Today’s blog post is written by Louis Salerno, the owner of Questroyal Fine Art, LLC of the upper east side; a gallery that specializes in fine American paintings from the nineteenth and twentieth centuries. Fittingly enough, Salerno has chosen to discuss the American Art auction results from this past auction season. Enjoy!

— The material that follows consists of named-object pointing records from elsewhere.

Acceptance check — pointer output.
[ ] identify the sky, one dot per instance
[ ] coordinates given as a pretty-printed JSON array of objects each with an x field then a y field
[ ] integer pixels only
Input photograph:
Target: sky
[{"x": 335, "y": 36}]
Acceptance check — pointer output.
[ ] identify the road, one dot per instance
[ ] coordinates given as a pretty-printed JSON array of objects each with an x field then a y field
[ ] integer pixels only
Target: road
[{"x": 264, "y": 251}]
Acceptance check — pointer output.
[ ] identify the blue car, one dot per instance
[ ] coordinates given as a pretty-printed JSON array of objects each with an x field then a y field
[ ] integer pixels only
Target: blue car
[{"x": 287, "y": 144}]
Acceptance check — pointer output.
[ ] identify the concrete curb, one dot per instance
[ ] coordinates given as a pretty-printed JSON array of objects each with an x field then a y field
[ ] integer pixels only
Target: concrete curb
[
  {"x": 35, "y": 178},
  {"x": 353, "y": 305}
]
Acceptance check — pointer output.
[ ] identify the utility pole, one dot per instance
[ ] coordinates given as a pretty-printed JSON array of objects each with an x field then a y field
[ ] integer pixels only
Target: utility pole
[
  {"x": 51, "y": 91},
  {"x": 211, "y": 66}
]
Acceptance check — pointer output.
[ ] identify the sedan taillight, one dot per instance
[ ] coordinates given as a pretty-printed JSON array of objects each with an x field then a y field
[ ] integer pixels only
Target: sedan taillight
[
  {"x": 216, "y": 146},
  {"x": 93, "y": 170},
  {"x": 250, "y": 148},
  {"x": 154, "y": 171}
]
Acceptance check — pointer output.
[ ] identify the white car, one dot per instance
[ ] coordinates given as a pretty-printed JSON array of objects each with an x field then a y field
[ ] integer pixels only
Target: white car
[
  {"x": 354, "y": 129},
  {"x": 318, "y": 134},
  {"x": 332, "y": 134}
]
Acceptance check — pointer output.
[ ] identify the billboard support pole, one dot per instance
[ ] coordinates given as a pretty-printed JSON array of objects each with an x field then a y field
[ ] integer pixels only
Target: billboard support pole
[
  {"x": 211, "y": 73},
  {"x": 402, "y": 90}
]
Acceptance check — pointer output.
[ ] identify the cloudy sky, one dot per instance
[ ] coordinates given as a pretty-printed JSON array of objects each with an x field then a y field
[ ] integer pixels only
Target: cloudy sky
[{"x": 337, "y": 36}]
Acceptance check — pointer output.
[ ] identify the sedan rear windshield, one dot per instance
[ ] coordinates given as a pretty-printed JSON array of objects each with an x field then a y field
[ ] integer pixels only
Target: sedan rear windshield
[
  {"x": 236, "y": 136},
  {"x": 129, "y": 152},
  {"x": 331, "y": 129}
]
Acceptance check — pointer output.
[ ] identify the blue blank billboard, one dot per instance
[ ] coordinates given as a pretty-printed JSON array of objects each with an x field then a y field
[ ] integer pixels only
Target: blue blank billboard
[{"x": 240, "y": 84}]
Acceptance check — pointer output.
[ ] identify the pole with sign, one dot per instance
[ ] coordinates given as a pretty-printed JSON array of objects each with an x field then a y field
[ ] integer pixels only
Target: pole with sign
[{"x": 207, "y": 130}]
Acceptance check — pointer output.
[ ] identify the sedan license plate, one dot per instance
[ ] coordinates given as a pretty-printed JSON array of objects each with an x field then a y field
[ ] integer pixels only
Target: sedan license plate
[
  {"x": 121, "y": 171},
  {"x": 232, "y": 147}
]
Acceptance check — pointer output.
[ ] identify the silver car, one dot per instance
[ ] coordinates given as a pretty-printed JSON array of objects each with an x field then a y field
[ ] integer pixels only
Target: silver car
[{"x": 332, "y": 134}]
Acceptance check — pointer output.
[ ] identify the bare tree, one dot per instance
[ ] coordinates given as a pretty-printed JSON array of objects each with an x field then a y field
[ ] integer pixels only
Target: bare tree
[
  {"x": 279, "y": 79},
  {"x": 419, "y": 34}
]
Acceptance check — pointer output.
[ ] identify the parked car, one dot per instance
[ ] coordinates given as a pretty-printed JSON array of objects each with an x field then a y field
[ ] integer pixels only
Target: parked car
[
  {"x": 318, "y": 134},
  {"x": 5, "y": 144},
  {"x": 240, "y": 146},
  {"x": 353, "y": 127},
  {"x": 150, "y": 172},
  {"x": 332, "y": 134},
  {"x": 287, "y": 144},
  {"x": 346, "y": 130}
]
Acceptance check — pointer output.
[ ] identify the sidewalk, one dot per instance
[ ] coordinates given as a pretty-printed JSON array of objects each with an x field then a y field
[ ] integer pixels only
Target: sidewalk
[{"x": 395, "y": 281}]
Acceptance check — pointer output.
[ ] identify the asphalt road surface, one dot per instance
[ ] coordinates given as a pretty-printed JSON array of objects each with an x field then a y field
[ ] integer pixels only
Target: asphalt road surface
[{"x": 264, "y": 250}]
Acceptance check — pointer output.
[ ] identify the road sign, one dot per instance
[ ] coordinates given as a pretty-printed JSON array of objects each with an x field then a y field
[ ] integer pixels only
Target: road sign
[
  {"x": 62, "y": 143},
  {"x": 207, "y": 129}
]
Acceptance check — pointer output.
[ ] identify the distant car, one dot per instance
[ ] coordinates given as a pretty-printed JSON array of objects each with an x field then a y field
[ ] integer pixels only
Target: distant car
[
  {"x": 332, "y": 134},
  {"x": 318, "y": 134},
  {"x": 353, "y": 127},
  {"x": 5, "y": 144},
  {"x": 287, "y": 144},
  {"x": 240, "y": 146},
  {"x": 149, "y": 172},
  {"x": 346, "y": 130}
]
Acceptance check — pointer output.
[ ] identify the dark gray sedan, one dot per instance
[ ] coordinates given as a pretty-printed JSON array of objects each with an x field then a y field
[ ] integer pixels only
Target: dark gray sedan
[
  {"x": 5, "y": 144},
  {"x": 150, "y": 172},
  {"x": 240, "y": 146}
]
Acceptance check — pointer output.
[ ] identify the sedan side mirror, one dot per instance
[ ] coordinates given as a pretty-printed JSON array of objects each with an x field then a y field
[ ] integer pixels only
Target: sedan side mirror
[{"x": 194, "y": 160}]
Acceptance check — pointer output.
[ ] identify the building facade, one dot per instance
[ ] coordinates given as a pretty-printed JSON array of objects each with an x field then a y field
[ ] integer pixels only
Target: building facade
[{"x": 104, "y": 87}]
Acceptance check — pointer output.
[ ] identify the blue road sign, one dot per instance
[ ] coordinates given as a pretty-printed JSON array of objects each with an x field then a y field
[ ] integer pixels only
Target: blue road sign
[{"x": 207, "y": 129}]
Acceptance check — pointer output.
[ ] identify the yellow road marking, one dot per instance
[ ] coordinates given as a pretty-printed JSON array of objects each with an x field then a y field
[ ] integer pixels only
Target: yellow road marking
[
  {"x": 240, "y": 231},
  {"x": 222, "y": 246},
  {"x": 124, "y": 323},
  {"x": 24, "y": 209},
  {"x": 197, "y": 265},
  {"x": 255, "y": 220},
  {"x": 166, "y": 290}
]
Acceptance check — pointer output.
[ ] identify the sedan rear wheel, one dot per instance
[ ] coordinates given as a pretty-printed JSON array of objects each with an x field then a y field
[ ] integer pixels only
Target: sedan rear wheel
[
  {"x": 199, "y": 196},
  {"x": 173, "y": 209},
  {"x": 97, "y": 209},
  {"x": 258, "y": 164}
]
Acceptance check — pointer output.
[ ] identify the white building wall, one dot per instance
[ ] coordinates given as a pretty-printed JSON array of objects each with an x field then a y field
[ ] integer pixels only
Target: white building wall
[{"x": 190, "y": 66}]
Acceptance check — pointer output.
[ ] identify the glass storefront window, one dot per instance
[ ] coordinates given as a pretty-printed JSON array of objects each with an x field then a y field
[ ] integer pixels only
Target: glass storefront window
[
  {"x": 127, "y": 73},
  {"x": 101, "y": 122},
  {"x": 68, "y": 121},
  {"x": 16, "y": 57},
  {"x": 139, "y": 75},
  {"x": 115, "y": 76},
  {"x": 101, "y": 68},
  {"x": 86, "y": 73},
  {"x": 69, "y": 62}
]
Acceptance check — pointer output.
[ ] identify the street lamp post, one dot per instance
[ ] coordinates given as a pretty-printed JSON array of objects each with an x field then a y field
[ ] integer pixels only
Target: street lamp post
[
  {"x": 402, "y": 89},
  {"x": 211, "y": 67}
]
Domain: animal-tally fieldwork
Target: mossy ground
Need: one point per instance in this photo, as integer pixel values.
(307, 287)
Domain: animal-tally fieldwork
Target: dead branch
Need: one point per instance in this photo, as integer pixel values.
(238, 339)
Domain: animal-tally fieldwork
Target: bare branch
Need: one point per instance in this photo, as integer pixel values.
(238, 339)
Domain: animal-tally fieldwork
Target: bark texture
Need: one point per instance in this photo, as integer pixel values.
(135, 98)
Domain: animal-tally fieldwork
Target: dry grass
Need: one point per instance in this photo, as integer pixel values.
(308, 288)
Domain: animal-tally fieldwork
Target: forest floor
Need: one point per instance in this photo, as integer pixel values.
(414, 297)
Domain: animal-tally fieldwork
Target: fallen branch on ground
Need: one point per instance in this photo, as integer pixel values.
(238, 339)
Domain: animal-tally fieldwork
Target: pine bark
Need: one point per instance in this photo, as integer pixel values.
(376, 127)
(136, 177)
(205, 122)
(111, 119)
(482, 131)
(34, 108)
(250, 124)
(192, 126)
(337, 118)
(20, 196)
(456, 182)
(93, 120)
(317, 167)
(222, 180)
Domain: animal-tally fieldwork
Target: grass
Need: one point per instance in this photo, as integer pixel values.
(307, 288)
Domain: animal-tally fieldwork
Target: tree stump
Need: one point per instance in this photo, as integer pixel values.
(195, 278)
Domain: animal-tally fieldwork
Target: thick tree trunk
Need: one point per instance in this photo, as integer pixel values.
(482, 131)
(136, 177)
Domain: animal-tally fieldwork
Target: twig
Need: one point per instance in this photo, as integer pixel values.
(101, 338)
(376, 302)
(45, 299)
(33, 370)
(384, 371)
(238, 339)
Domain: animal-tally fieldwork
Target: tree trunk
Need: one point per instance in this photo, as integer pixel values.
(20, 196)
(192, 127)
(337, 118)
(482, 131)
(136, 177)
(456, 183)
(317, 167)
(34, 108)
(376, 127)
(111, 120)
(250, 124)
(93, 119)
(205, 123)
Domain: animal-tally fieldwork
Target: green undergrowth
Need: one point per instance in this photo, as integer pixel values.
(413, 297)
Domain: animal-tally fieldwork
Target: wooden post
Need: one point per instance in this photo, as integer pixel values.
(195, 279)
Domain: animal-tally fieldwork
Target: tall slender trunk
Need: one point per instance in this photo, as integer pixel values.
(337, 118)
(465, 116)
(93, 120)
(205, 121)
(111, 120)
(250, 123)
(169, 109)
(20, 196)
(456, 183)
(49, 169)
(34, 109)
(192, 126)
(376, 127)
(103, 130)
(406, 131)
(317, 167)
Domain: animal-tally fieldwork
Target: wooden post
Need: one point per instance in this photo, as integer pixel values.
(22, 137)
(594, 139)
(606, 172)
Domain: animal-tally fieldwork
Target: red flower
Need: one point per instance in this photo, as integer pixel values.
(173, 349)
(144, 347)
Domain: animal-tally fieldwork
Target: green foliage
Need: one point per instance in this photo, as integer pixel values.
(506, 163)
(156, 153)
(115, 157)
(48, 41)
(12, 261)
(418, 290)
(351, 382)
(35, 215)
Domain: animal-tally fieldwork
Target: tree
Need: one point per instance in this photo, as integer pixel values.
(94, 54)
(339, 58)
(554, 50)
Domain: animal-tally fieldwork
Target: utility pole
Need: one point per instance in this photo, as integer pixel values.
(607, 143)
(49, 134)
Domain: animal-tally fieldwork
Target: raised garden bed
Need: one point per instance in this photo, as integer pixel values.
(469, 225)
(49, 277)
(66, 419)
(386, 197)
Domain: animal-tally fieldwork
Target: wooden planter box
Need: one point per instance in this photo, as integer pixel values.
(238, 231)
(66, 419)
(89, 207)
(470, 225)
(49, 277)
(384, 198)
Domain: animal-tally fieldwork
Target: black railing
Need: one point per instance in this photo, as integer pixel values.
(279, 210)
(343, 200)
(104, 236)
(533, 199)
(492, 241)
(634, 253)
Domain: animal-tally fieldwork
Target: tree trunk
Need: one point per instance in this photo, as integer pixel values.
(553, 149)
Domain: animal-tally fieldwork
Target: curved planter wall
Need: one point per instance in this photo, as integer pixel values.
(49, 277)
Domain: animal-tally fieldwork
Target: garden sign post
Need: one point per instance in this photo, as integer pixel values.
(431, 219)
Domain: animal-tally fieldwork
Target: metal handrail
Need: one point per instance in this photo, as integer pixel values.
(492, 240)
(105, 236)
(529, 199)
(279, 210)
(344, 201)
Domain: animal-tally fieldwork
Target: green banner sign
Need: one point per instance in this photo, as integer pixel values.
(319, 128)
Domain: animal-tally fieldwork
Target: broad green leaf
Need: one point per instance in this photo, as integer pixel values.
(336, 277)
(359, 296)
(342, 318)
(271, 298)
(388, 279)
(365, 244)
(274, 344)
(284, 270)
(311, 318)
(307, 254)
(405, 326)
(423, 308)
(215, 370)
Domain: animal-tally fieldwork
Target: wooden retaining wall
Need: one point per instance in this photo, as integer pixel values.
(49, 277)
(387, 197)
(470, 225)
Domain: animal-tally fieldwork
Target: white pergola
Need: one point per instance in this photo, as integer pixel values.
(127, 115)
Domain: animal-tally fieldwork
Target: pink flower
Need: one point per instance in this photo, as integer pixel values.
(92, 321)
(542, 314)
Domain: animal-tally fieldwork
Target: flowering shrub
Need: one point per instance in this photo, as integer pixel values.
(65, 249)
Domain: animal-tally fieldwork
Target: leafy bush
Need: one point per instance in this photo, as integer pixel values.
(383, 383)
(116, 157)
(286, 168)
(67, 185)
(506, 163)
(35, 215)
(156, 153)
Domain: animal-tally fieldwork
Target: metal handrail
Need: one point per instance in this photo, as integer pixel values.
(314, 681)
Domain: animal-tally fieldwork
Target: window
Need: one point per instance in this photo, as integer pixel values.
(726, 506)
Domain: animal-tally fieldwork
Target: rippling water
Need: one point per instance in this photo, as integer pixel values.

Recent American art auctions in New York confirmed the market’s accelerating recovery. Critics may point out disappointing lots, but as an eager buyer I can assure you that it was exceedingly difficult to acquire the most desirable work. This is a market that consists of well-informed collectors, determined to purchase paintings that represent the best efforts by important artists. We must be careful not to judge the market by the lots that sold poorly or failed to sell. At present, the market is expanding at a sustainable and sensible rate. Collectors are primarily interested in securing the best and most easily-perceived quality, but as the positive progression continues so will their desire to consider less popular examples and this shift, in conjunction with the ultimate participation of new collectors, will augment the depth of the market and produce more uniformly positive results.
John George Brown, Newsboy, oil on canvas, 24 1/4 x 16 3/16 inches
Results and highlights:
Christie’s offered 135 lots: 68% sold within or above the estimate and only 6% sold below the low estimate. The buy-in rate was about 26%.
Sotheby’s offered 62 lots: 82% sold within or above the estimate and only one painting sold below the estimate. The buy-in rate was just 16%.
Bidding was extremely competitive for two sensational works by Edward Hopper: His oil, Blackwell’s Island, realized $19.1 million and his watercolor, Kelly Jenness House, brought $4.1 million.
I was determined to buy a Norman Rockwell and had my sights set on either He’s Going to be Taller than Dad or The Veterinarian, both offered at Sotheby’s. I watched each one soar beyond its high estimate: the first, estimated at $500,000–$700,000, sold for over $2.6 million! The second, estimated at $300,000–$500,000, realized $905,000.
I was again unsuccessful in attempting to buy works by Fairfield Porter and Guy Pène du Bois—in fact, I bid on three Porters without success.
The auction market is imperfect and, as a result, I was able to secure a few remarkable works. I remain interested in modernist Charles Burchfield; lot 4 at Christie’s, Three Ringed Moon, was a fine acquisition at $25,000, and its early position in the sale worked to my advantage. Later in the same sale, Burchfield’s Long House, North of Wyoming Village, estimated at $150,000–$250,000, caught my attention; I was stunned to be the winning bidder at $123,750. Sometimes there is no explanation as to why a painting sells below its value. Buyers have only a matter of seconds to make a decision and it is often difficult to race against time.
Charles Burchfield, Long House, North of Wyoming Village, 1951, mixed media on paper laid down on board, 29 7/8 x 40 5/16 inches
Fate smiled upon me again later at Christie’s; lot 126, John Breck’s stunning Early Snow, which established the artist’s auction record of $337,000 in 2007, was presented with a seemingly conservative estimate of $200,000 to $300,000. The painting had a great deal of “buzz” and I had little hope of acquiring it. But many collectors assume that they will be unable to acquire well-received paintings and consequently focus their attention elsewhere. I believe that this was the case with this piece and it hammered to me at just $195,750.
John Breck, Early Snow, 1894, oil on canvas, 18 1/4 x 22 inches
There were a few other paintings that I managed to acquire for inventory with which I’m quite pleased. In the days following the sales, the consensus is that the market is moving and interest is rising. My best advice is to seriously consider dealer inventory—it’s there that the best buys may be found.